Si ammala di tumore per il cellulare, condannato l'Inail

Un cancro al cervello per aver usato il telefono sul lavoro per 15 anni, almeno quattro 4 ore al giorno - L'istituto italiano dovrà corrispondergli un vitalizio da malattia professionale
Ats
20.04.2017 18:40

TORINO - Stare attaccati al cellulare per troppo tempo, e senza utilizzare precauzioni, provoca il tumore al cervello. O almeno questo è quello che è successo a Roberto Romeo, 57 anni, dipendente di una grande azienda italiana, a cui, nel 2010, è stato diagnosticato un neurinoma dell'acustico all'orecchio destro. Il danno oncologico è stato causato dalla prolungata esposizione lavorativa alle frequenze emesse dal telefonino: a stabilirlo è una sentenza di primo grado, del 30 marzo scorso, del Tribunale di Ivrea, che ha condannato l'Inail (Istituto Nazionale per l'Assicurazione contro gli Infortuni sul Lavoro e le malattie professionali) a corrispondergli una rendita vitalizia da malattia professionale.

Secondo quanto ricostruito nel ricorso, Romeo ha utilizzato per 15 anni, almeno quattro ore al giorno, quindi per oltre 12mila ore complessive, il cellulare: sempre senza auricolare, sempre all'orecchio destro. Questo gli ha causato gravi e irreversibili menomazioni.

"Un verdetto storico, destinato a fare riflettere", spiegano gli avvocati dell'uomo, Stefano Bertone e Renato Ambrosio, che, durante il procedimento, hanno presentato una consulenza tecnica. "Le emissioni a Rf/Mo dei telefoni mobili dovrebbero essere classificate nel gruppo 1 dei sicuri cancerogeni per l'uomo", scrive il professor Angelo Levis nella memoria presentata al giudice, dove richiama le conclusioni di numerosi autori tra cui Lennart Hardell e la sua squadra di collaboratori del dipartimento di oncologia dell'Università di Orebro, in Svezia.
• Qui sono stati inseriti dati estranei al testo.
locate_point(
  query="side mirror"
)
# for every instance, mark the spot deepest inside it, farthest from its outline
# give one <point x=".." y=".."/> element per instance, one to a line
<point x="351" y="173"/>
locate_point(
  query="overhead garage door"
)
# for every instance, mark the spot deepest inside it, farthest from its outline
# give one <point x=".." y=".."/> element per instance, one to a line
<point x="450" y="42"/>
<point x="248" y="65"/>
"I risultati delle indagini - continua Levis - non lasciano dubbi circa l'esistenza di un rapporto causa effetto tra l'esposizione abituale per lungo tempo ai cellulari e il rischio, almeno raddoppiato e statisticamente significativo al 95% di probabilità, di tumori alla testa". Ma in Italia, secondo Bertone e Ambrosio, il pericolo non viene considerato. "Al contrario", denuncia Levis nel documento, "i nostri specialisti continuano a sostenere l'innocuità delle radiazioni".

Per questo lo studio torinese "Ambrosio e Commodo" ha lanciato in rete il sito www.neurinomi.info: una raccolta di studi scientifici sull'argomento e un decalogo di cautele da utilizzare nell'uso del cellulare. Come non caricarlo vicino al letto, non fare telefonate troppo lunghe, utilizzare l'auricolare o il viva voce, non usare i telefonini negli ospedali e non lasciarli ai bambini.
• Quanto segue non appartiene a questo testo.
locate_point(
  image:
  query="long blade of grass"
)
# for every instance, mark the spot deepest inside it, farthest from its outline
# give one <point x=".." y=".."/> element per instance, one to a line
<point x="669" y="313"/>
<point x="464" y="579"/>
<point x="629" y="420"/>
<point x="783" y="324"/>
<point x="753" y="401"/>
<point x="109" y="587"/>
Legislazioni cautelative sono state approvate in tutto il mondo: dall'America alla Russia, dall'Australia alla Corea, dal Canada al Regno Unito, dal Giappone al Tagikistan. E in India è addirittura vietato l'uso dei cellulari ai ragazzini sotto i 16 anni e la vendita a bimbi e donne incinte.

E proprio per sollecitare una campagna di sensibilizzazione e informazione sul tema, l'avvocato Ambrosio ha depositato alcuni anni fa un ricorso al Tar di Roma. "Non bisogna demonizzare i telefonini. Ma chiediamo che lo Stato italiano dia indicazioni sull'uso, proprio come accade per il fumo".

Su un caso simile a quello di Ivrea si pronunciò, nel 2009, la Corte d'Appello di Brescia, che accolse il ricorso dell'impiegato di una ditta colpito da un tumore per le quindicimila ore passate al telefonino sul lavoro. La sentenza dei giudici lombardi, che condannarono l'Inail a corrispondere una rendita per malattia professionale, venne confermata dalla Cassazione.